La présente cause n'est pas non plus comparable à celle examinée dans
l'ATF 76 IV 236 où la présence de prostituées permettait d'augmenter le
prix des bouteilles de vin au bénéfice du proxénète, ni à celle examinée
dans l'ATF 98 IV 258 dans la mesure où il concerne la recourante A. qui,
pour des massages, exigeait un prix exagéré de 45 fr. pour une demi-heure,
prix nettement supérieur à celui des salons de massage sérieux et que
seule expliquait la nature très particulière des soins donnés.

    Dans un arrêt non publié Koller c. Luzern, Staatsanwaltschaft, du 18
novembre 1965, où la recourante, qui avait mis sa chambre à la disposition
d'un garçon et de deux filles qui entendaient s'y livrer à la débauche,
avait reçu 50 fr., le Tribunal fédéral a considéré comme sans pertinence
que la somme reçue ait rétribué d'une part la mise à disposition de la
chambre et d'autre part le fait que la recourante s'était tenue elle-même à
la disposition du garçon.
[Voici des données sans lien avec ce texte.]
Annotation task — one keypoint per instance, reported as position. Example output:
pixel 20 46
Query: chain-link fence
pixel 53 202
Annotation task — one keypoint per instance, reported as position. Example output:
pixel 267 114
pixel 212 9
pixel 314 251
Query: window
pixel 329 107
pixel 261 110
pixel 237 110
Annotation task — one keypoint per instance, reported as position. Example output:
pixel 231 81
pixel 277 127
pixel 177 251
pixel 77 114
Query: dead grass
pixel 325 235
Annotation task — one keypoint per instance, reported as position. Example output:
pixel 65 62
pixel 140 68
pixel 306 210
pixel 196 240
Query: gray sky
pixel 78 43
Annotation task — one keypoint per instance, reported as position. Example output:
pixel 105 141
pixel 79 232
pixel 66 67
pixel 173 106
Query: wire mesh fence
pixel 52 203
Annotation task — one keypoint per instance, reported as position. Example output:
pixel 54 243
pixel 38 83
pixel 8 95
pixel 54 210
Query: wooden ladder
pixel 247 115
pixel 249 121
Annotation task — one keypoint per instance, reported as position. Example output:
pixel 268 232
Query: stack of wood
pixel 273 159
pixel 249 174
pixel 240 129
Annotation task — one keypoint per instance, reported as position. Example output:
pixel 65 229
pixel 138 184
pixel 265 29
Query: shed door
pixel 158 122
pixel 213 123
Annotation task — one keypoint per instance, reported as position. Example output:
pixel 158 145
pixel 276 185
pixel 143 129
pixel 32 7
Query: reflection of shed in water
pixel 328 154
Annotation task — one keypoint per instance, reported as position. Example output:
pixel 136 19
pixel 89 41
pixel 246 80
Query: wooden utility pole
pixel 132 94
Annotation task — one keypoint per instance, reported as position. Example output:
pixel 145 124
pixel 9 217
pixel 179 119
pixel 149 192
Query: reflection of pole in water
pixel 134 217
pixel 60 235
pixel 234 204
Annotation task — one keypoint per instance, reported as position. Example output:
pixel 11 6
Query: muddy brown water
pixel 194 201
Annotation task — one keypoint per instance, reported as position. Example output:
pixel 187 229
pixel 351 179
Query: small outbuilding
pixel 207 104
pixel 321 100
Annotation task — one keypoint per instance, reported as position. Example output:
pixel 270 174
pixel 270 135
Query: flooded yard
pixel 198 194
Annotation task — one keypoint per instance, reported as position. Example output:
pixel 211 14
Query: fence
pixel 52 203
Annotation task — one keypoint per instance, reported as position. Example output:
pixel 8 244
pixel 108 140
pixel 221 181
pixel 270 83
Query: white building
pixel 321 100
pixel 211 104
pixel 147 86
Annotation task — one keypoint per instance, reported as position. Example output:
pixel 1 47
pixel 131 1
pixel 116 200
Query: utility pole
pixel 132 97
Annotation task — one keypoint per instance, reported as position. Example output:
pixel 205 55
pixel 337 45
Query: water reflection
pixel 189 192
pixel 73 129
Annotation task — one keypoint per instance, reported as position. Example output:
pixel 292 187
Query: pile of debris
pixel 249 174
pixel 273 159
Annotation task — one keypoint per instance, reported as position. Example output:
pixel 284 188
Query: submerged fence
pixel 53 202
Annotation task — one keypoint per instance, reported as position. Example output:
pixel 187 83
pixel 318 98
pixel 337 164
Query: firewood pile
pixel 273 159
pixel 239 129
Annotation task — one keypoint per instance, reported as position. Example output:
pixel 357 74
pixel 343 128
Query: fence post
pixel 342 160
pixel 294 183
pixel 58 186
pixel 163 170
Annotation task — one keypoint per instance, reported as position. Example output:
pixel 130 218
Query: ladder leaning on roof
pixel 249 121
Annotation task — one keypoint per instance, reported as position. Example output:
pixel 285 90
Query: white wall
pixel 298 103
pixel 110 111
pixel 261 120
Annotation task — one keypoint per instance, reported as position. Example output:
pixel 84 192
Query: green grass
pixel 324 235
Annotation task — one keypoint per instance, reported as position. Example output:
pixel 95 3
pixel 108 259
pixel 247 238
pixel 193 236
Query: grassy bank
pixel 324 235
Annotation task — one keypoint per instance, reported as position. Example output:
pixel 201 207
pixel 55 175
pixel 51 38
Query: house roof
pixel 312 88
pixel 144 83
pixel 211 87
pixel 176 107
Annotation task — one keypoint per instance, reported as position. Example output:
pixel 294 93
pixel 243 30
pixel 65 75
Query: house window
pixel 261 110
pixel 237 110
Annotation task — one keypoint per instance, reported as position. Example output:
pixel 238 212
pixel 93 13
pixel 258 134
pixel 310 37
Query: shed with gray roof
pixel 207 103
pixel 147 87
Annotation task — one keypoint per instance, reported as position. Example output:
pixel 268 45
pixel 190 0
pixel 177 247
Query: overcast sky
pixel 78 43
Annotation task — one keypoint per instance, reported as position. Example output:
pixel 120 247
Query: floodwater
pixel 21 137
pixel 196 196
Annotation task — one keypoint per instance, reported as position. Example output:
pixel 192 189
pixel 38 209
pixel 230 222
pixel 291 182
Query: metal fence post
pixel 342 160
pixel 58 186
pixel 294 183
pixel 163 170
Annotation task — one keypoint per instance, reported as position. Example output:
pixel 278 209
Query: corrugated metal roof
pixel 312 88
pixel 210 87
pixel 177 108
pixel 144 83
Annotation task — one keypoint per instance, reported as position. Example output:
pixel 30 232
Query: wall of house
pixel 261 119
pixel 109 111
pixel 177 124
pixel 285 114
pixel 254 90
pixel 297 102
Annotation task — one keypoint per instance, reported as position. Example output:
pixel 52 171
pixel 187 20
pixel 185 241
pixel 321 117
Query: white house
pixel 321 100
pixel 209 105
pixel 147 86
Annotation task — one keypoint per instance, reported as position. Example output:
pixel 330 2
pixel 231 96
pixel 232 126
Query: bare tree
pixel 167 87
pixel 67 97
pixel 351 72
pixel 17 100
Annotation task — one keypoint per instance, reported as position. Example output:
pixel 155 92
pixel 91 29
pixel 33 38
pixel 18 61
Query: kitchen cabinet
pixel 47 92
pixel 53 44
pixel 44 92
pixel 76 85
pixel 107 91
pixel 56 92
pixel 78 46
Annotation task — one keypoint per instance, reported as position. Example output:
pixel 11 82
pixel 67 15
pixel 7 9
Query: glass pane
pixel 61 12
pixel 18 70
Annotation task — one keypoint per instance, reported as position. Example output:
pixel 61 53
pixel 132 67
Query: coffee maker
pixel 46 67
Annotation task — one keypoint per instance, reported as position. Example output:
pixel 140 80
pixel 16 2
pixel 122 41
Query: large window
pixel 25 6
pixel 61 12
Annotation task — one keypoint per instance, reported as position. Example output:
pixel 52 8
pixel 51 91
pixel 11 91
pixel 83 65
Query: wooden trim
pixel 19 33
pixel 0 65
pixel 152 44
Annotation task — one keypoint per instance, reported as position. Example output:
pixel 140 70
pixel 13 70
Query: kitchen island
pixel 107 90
En effet, même dans ce dernier cas, elle n'aurait
mis la chambre à disposition que pour pouvoir elle-même participer à la
débauche et en recevoir le salaire. Le Tribunal fédéral a donc estimé
que le seul fait de se procurer un client - qui autrement ne serait pas
venu - par la favorisation de la débauche constituait la recherche d'un
gain procuré par le proxénétisme.

    Dans l'affaire Albiez c. Solothurn, Staatsanwaltschaft, du 11 décembre
1970 (non publié sur ce point aux ATF 96 IV 118), le Tribunal fédéral a
admis plus nettement encore que le gain du proxénète peut consister dans
l'augmentation du chiffre d'affaires d'un établissement, provenant du
fait qu'une prostituée est installée par le tenancier dans le voisinage
immédiat du bar.

    De même, un arrêt bâlois (SJZ 53/1957 p. 241) retient comme le gain
du proxénète l'augmentation du chiffre d'affaires de la prostituée qui,
pour attirer davantage de clients, loge gratuitement chez elle d'autres
prostituées.

    Lorsque les affaires du proxénète deviennent plus rentables grâce à
son activité, la cause du gain supplémentaire réside bien dans le fait
que l'auteur favorise la débauche. Il y a bien un lien de causalité
entre cette favorisation et le gain supplémentaire, alors même que les
personnes favorisées dans leur débauche ne versent rien au proxénète et
que celui-ci améliore sa situation non pas parce qu'il augmente ses prix,
mais simplement parce qu'il a une clientèle plus nombreuse. Peu importe,
car le proxénétisme se caractérise par la favorisation de la débauche,
et non pas nécessairement par son exploitation (ATF 89 IV 20 consid. 2
d et e). STADELMANN (Kuppelei und Zuhälterei, in RPS 83/1967 p. 366 ss.,
373) approuve cette jurisprudence, de même que LOGOZ semble-t-il, puisque
cet auteur (n. 2 c in fine ad art. 198 CP, p. 335) admet que le dessein
de tirer indirectement un avantage matériel de la débauche d'autrui suffit.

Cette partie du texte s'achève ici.